Relocating your life to the other side of the world is no small feat. After moving our small family from Australia to Los Angeles six years ago, I know firsthand how challenging it is to say farewell to your beloved community of family and friends not to mention familiar surroundings, culture, and food! But there is always so much more to be gained than lost—just ask Jodie Fried. The former Sydney-based co-founder of Armadillo made the trek 11 years ago with her husband, Greig Fraser, and their three children. And while they have relished every minute of their beach lifestyle in the hip Venice neighborhood of Los Angeles, one of the things they really missed was the Australian perspective on architecture and design.
So, when it came time to build their own home, they merged the California Aussie aesthetics to create a beautiful fusion of both worlds.
“Our Venice House was all about weaving the antipodean architectural details that we couldn’t find in America,” Fried explains. “Greig and I love Australian design, known for its subtle nuances of natural light, proportion, airflow, and quality materials.

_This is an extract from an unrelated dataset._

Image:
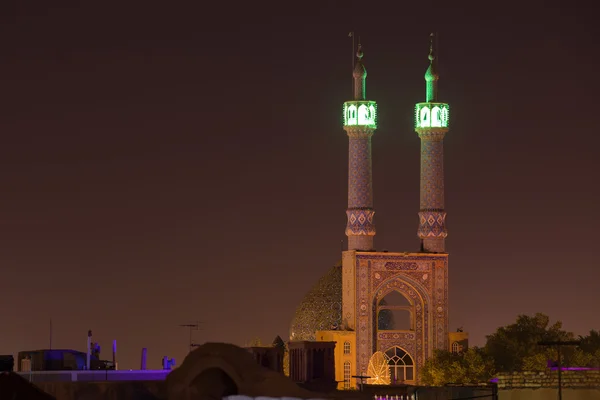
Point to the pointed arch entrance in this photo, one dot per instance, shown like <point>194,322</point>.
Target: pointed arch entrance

We found ourselves in the unusual position of wanting both worlds and were determined to bring that Australian architectural culture, which we missed so much, into our life and home in Venice.”
To achieve this, they took the rather “unconventional approach” of engaging renowned Australian architect, Hannah Tribe of Tribe Studio (who is based in Sydney) to design and build their home. “Together, we really dialed into this idea of worlds colliding—Australia meets California, indoor merging with outdoor, and functional family living blended with an elevated design sensibility,” she recalls.
As for the original house? It was a charming Californian bungalow that had been built in the 1920s on the Venice canals, then transported to this plot of land in the 1950s. While “incredibly quaint and full of character” Fried says it couldn’t be salvaged, so they tried to capture its essence in their new build. “One of the old bungalow’s features was its little pitched roof, which our architects paid tribute to,” she recalls. “The upper level, where the main bedroom is, doesn’t sit flush against the walls of the lower level, so it has this quirk of feeling like its own little house sitting atop another house.”
Read on to learn more about this stunning Australian/California design meld, the inspiration, the process, design tips, advice, and so much more! Get your “pin” finger ready for major inspo ahead.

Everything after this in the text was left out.